Reviewed by Andrew Kasch
Starring Namoi Watts, Simon Baker, David Dorfman
Directed by Hideo Nakata
Released by Dreamworks Home Entertainment
The term “unrated” is thrown around a lot these days, usually by studios looking for a cheap buck. Most simply toss in a few minor deleted bits and advertise the entire package as “the version you couldn’t see” (even though they were the ones who wouldn’t let you see it). Thankfully, the new edition of The Ring Two is the real deal; and while there isn’t any extreme content added back into the mix, fans are treated to something better: a vastly superior film.
The story is always the same: An innovative foreign director crosses over into the Hollywood regime, where frigid studio executives on a quest for mainstream appeal quickly compromise his vision. More often than not, this results in a mess that alienates both devoted cinephiles and casual moviegoers alike. In this case Dreamworks didn’t respond to director Hideo Nakata’s subtle approach and gave his U.S. debut a rushed post-op job in order to make it more accessible to attention-deficit audiences. This only begs the question: Why the hell did they hire Nakata and act surprised when he delivered a Nakata film? After all, his Japanese Ring created their entire franchise.
For those lucky enough to have missed it in theaters, The Ring Two picks up several months after the events of Gore Verbinski’s original remake (now there’s an oxymoron!). Rachel and Aidan have relocated to Oregon in hopes of starting life anew, but the past comes back to haunt them — literally — as Samara resurfaces to once again terrorize mother and son. This time the dead girl takes hold of Aidan and uses him as a vessel to re-enter the world of the living.
While the damage has already been done thanks to the abysmal studio edit, at least Nakata’s definitive version has been given a new life on DVD shelves. Incorporating over twenty minutes of new footage, The Ring Two now carries a totally different vibe. While the theatrical cut lacked any trace of Nakata, this version uncovers his J-horror roots and gives the film a much-needed dose of atmosphere and tension. Gone are many of the old jump scares and musical stingers, replaced by scenes that feel more restrained and ominous.
One of the many differences can be found in the fair sequence. In the theatrical film Aidan enters the bathroom, and we see a quick image of Samara in the corner, followed by a hokey music video style jump scare. In Nakata’s cut the scene goes on much longer: Aidan interacts with numerous bathroom appliances that start going haywire before
Samara appears and slowly floats towards him from out of the corner. It’s a genuinely creepy little moment full of build-up and pay-off, neither of which were present in the original version.
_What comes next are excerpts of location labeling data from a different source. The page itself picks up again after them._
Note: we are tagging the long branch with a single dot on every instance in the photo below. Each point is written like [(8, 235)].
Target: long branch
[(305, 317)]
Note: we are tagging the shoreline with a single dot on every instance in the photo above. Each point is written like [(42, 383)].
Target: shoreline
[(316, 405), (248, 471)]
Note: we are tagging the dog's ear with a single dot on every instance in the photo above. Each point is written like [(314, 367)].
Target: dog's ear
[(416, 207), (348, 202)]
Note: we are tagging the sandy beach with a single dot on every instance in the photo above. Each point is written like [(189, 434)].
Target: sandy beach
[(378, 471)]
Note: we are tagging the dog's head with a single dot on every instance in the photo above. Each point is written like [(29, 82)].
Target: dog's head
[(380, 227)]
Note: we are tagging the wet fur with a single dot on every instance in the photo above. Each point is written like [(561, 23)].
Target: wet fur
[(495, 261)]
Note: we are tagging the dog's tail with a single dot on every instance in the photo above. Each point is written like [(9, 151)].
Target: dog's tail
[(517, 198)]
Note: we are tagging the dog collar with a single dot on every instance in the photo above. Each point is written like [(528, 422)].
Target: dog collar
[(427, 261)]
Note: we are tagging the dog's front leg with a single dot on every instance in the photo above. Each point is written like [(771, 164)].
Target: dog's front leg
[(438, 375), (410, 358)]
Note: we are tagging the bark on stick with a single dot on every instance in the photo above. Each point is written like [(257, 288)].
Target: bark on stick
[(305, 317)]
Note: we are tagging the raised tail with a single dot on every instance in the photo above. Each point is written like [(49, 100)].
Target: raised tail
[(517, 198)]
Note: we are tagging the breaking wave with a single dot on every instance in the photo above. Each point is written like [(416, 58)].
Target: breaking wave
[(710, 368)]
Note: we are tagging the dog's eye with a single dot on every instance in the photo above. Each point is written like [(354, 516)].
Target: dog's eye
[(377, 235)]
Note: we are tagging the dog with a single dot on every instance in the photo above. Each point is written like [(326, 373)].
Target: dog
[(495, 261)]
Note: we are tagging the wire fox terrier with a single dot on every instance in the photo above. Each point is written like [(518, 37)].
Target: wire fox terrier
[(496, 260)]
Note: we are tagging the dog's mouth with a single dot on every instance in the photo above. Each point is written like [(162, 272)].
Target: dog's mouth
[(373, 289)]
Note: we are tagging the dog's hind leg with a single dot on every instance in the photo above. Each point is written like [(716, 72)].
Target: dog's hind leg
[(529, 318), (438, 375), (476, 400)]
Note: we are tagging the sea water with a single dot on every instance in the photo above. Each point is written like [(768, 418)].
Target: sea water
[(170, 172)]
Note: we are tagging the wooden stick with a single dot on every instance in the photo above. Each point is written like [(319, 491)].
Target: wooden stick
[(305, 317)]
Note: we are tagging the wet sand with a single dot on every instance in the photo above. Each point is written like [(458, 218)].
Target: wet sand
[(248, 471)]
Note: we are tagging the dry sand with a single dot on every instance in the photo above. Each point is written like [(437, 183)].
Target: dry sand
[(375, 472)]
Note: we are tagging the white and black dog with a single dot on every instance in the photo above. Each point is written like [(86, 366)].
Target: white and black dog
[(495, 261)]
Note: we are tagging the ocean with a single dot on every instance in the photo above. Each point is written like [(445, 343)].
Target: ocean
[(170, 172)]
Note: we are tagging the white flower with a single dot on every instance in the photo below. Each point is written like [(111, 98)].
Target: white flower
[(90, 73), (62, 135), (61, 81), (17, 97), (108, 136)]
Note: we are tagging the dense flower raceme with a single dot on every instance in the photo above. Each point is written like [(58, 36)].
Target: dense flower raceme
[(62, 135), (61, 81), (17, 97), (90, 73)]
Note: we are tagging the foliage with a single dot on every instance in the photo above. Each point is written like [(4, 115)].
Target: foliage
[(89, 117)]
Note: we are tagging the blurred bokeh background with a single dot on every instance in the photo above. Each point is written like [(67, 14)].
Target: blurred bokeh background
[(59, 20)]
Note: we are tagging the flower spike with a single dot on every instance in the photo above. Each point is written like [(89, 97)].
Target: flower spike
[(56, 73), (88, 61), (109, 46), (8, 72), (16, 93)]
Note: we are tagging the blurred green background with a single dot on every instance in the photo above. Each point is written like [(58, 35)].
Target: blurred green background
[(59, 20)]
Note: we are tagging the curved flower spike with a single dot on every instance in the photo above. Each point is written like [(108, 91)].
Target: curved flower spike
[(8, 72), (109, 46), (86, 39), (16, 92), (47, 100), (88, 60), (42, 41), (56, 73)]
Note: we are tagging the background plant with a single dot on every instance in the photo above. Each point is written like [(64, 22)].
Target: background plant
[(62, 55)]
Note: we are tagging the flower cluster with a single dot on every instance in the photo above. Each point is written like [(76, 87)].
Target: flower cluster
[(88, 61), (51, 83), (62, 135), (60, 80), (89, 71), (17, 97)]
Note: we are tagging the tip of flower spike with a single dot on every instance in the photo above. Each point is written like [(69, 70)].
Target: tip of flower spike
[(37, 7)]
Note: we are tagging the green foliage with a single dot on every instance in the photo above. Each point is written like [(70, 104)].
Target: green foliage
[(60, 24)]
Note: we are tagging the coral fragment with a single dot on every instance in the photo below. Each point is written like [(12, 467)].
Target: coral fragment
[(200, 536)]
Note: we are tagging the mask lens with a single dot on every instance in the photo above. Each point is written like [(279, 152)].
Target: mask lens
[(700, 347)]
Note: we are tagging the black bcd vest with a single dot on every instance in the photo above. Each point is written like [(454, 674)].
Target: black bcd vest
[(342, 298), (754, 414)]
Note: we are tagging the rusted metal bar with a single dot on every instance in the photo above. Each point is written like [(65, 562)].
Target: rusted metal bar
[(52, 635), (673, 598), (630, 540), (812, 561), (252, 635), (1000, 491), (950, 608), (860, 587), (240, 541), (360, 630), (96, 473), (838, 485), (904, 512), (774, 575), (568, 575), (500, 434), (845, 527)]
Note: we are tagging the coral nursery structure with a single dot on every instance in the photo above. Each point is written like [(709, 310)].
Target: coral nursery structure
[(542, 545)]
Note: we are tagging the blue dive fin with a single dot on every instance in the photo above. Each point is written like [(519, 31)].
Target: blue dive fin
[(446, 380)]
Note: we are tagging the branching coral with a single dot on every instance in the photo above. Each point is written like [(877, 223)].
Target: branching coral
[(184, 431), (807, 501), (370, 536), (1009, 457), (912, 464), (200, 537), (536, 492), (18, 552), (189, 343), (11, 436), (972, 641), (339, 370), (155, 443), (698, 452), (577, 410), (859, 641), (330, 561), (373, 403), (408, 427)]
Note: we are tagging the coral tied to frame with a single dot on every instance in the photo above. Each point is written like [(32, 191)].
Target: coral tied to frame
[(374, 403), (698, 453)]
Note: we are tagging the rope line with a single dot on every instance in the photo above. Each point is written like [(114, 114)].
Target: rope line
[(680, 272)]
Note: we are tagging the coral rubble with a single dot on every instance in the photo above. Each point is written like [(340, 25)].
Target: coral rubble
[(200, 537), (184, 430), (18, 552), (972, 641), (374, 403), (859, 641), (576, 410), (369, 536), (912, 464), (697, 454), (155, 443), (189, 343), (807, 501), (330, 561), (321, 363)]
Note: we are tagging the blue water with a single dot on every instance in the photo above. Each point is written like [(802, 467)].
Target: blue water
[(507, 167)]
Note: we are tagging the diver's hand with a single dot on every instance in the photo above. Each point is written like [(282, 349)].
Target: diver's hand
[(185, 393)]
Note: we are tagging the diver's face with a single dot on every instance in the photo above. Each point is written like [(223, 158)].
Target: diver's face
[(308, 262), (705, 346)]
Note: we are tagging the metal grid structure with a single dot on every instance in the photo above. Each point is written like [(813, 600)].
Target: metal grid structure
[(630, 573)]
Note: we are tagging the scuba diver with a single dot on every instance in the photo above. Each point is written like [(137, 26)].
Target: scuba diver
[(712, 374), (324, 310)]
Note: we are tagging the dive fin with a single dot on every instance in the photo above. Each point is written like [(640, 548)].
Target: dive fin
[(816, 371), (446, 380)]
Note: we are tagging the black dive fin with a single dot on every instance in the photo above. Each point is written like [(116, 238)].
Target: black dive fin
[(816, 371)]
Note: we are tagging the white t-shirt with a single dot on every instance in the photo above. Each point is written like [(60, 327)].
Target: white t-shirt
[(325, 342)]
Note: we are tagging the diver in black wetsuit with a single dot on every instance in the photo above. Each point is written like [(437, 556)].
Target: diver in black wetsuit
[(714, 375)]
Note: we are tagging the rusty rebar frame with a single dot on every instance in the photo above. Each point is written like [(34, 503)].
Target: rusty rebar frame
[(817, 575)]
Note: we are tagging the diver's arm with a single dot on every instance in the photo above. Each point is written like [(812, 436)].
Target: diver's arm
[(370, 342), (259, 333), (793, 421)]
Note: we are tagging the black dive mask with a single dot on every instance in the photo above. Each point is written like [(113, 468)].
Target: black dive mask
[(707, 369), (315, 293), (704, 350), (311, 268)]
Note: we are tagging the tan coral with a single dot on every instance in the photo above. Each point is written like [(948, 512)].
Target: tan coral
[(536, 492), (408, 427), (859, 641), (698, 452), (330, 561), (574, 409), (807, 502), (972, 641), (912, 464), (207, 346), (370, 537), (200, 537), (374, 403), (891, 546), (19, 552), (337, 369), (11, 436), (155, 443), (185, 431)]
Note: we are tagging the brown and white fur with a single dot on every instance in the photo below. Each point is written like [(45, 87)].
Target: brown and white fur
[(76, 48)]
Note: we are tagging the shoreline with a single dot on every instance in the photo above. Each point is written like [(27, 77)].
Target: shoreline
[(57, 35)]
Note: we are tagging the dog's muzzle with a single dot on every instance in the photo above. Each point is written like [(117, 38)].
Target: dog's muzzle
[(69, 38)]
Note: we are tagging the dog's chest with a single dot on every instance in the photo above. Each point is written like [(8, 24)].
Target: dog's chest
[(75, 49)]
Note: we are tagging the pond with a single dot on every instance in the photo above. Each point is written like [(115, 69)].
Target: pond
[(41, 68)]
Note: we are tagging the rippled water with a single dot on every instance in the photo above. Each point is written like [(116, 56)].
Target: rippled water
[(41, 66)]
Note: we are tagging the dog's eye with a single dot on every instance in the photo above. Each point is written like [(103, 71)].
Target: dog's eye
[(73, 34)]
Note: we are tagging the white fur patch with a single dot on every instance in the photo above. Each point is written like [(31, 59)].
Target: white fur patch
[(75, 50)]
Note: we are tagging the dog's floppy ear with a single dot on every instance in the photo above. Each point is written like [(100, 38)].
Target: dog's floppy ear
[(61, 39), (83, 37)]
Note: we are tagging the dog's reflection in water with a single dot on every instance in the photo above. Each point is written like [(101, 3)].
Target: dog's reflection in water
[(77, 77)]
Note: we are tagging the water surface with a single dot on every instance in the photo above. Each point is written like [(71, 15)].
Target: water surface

Virtually every scene has been re-edited to give the film a more slow burn feel. Shots go on longer, the pacing is more deliberate, and many spooky nuances have been added into the sound mix (the trademark “Sadako noise” from the Japanese films even makes an appearance). There’s also a wealth of additional character moments that add weight to the overall story. As a whole, The Ring Two now feels much closer in spirit to the J-horror than Verbinski’s flashy remake.
But even in its improved state the film still carries its share of problems, mostly due to pedestrian scriptwriter Ehren Krueger. While Naomi Watts does her best with the material, Rachel is still a flat character and some of her dialogue is absolutely wretched (yes, the hideous one-liner is still present). A few of the FX shots look awkward, and there are moments when Nakata feels restrained by the trappings of making a sequel to another director’s re-interpretation.
Still, it’s amazing that the film turned out as good as it did, and that’s partly because Nakata is working in familiar territory. Maternal issues have long been at the heart of the director’s films, and he manages to wring genuine emotion from the Rachel/Aidan relationship (something that Verbinski’s film sorely lacked). When all is said and done, the movie’s strongest moments are not the scares but the intimate moments found in the second half.
While it’s not the sequel mainstream audiences wanted, Hideo Nakata’s final vision is a deeper, quieter, and more personal film than Verbinski’s predecessor. There are still plenty of flaws to be found, but this new version gives The Ring Two exactly what it was missing in the theaters: an identity.